Choroba znowu mutuje. W całej Ameryce okazuje się, że na jeden dobrze urodzony żywy szkielet przypada co najmniej trzech młodzieńców, także wschodzące gwiazdy, z którymi dzieje się coś równie dziwnego. Gdy tylko pochłoną swoje steki popite reńskim winem, chowają się, by włożyć sobie palce do gardeł i zwymiotować cały zjedzony przed chwilą posiłek. Wracają do stolika drżący i bladzi. W końcu organizują swoje życie tak, by móc godzinami tak trwać, skupiając swoje świetnie wyszkolone umysły na dwóch wstydliwych dziurach: usta – toaleta, toaleta – usta.

W międzyczasie ludzie czekają na nich, by zajęli swe stanowiska: stali się asystentami w „The New York Times”, na giełdzie, sekretarzami federalnych sędziów. Trzeba napisać przemowy, przejrzeć akta pośród stukotu młotków sędziowskich i szumu faksu. Co się dzieje z wartościowymi młodymi mężczyznami przystrzyżonymi na krótko, w spodniach koloru khaki? Patrzenie na nich sprawia ból. Podczas lunchu na koszt firmy ukrywają kotlety cielęce pod liściami sałaty. Przeczyszczają się w tajemnicy. Wymiotują po bankietach z okazji dostania się na studia i po imprezach towarzyszących meczom. Toaleta męska w barach śmierdzi od tego wszystkiego. Tak robi co piąty chłopak na kampusach, które z dumą wymawiają swoją nazwę.
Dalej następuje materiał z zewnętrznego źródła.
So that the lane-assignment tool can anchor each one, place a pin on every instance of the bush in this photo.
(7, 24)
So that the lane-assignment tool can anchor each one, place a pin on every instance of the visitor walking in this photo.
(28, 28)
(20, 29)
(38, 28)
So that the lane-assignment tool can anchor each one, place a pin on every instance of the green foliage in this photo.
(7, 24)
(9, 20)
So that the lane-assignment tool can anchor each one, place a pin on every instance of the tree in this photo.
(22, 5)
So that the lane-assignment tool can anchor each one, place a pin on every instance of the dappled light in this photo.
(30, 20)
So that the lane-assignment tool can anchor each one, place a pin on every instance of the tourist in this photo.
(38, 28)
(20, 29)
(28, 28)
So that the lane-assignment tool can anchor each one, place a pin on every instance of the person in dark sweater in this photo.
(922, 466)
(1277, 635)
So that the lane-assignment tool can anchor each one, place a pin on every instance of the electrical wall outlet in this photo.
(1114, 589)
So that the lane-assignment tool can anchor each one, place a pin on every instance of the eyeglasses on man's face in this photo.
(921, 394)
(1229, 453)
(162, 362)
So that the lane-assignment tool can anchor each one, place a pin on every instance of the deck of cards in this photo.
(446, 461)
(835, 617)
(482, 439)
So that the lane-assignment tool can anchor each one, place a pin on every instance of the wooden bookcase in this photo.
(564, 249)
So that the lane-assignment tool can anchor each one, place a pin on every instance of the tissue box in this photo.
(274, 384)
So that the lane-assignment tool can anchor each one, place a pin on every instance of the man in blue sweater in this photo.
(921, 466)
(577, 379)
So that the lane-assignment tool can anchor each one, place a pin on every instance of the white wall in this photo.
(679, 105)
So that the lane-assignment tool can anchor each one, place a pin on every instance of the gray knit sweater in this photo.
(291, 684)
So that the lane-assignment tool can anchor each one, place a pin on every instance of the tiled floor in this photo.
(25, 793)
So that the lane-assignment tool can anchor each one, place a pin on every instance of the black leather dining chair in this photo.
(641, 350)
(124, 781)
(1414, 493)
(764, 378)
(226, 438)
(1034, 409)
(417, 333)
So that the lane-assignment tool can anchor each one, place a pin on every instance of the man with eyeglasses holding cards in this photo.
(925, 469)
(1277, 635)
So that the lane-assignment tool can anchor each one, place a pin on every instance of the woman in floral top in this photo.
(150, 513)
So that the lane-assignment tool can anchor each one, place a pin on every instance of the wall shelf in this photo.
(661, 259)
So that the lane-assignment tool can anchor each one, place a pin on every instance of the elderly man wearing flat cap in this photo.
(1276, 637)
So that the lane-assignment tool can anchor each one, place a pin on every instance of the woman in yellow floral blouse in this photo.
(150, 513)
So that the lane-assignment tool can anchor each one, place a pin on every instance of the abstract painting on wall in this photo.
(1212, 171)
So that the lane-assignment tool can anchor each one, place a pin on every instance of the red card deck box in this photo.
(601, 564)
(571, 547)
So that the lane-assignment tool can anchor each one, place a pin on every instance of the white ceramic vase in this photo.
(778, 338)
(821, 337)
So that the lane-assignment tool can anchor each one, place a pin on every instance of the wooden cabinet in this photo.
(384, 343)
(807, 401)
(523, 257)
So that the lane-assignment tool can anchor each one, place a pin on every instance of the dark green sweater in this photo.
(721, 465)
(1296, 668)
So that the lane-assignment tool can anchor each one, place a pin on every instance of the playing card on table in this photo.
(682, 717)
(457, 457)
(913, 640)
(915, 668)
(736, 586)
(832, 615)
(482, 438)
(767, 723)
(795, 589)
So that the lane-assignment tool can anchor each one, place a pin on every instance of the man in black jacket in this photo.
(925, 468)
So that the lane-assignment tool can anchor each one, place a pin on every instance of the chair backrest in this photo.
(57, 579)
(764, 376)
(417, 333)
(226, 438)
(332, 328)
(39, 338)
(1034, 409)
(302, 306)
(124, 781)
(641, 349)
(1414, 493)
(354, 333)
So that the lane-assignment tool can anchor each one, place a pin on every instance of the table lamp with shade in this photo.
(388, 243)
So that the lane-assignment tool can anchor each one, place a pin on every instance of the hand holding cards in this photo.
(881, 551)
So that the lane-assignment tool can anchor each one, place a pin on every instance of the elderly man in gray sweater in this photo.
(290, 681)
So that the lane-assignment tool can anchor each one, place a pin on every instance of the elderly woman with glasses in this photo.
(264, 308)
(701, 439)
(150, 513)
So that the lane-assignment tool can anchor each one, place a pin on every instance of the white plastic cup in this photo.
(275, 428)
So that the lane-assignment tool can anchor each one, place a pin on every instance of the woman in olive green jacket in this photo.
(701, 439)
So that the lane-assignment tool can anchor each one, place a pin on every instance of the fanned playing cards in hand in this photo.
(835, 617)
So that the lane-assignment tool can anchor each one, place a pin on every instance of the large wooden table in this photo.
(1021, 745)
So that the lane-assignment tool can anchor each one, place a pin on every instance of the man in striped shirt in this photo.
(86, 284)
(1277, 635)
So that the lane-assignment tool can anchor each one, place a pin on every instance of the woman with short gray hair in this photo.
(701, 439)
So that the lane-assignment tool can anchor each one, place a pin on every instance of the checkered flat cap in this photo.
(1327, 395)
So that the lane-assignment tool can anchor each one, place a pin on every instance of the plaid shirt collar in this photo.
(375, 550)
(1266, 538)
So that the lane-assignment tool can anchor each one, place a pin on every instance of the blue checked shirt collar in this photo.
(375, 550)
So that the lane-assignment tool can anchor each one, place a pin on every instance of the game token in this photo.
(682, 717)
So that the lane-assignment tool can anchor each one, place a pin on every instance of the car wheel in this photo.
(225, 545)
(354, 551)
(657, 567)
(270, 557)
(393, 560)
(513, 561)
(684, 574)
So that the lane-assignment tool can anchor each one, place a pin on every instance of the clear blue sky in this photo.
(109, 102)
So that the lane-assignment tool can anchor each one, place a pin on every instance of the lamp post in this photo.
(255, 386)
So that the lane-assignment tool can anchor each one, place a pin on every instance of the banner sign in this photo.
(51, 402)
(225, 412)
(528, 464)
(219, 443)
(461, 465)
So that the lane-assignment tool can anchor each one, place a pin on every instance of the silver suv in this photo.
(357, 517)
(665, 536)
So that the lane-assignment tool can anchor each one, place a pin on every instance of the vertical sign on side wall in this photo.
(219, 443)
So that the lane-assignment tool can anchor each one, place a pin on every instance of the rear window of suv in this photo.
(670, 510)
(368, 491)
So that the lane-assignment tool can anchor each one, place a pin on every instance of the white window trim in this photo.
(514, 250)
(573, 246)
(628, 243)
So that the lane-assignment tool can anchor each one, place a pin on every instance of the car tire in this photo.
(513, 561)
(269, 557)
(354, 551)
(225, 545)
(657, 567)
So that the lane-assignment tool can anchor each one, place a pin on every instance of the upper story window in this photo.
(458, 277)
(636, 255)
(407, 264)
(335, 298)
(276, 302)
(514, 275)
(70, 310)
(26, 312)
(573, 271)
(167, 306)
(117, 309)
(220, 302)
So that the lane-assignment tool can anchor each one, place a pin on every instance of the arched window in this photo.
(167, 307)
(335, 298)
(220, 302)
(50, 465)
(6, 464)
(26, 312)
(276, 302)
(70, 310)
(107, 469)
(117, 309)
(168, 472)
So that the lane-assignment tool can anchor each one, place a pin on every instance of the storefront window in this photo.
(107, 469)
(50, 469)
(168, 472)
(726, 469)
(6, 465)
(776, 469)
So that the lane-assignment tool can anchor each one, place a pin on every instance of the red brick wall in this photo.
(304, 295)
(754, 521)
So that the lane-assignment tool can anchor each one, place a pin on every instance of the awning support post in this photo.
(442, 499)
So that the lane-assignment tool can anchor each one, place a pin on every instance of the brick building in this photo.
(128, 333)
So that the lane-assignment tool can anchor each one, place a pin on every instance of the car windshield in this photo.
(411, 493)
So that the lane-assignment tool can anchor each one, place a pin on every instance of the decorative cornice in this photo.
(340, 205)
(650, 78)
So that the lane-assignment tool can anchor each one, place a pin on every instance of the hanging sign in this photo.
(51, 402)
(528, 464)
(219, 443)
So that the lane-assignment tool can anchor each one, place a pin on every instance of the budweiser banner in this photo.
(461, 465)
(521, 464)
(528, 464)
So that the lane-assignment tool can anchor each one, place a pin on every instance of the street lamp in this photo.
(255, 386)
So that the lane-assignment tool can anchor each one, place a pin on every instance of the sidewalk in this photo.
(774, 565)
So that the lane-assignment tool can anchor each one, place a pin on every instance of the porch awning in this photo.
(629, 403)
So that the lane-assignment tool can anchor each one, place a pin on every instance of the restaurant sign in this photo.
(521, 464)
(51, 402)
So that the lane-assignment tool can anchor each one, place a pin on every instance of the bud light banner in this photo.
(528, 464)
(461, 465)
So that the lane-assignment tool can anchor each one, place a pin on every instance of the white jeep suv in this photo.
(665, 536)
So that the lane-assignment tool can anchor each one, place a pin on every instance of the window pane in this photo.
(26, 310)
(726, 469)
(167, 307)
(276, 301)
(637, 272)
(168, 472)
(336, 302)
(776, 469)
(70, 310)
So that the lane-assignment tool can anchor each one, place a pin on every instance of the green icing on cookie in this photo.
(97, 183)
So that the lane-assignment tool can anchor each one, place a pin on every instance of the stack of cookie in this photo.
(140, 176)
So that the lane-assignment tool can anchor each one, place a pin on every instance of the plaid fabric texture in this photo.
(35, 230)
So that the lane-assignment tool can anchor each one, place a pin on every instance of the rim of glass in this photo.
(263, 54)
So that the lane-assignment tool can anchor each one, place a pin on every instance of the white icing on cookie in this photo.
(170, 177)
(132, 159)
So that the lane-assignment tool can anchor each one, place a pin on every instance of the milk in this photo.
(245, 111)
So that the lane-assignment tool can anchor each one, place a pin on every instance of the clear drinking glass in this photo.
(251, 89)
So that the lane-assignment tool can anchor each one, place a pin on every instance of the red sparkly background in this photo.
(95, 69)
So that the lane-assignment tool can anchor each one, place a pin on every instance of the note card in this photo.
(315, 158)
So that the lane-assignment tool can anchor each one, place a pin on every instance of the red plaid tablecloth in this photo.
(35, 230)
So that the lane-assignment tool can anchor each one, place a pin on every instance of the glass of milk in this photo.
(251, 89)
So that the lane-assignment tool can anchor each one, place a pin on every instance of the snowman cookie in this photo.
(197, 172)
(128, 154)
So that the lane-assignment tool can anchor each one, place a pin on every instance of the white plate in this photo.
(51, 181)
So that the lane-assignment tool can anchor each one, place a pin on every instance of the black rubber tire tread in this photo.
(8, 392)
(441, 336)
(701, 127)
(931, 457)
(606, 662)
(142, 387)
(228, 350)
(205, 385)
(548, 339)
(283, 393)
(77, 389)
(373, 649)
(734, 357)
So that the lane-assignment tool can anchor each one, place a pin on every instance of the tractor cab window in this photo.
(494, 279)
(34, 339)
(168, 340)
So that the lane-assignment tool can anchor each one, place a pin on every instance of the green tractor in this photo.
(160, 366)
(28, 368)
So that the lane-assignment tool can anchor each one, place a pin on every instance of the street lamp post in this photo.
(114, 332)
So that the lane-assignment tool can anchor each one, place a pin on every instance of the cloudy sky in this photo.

Jak zareagowałaby Ameryka na masowe poświęcanie siebie przez setki swoich ulubionych synów? Jak Europa Zachodnia przyjęłaby szerzenie się takiej choroby? Moglibyśmy oczekiwać stanu wyjątkowego: kryzysowe grupy zebrane w salach konferencyjnych w Kongresie, nieplanowane spotkania z uczniami, najlepsi eksperci na świecie, tytułowe strony gazet, lawina zainteresowania w prasie, szukanie winnego, biuletyny, ostrzeżenia, objawy, aktualizacje, nagłaśnianie epidemii wielkimi literami. Synowie uprzywilejowanych przyszłością, a przyszłość właśnie popełnia samobójstwo.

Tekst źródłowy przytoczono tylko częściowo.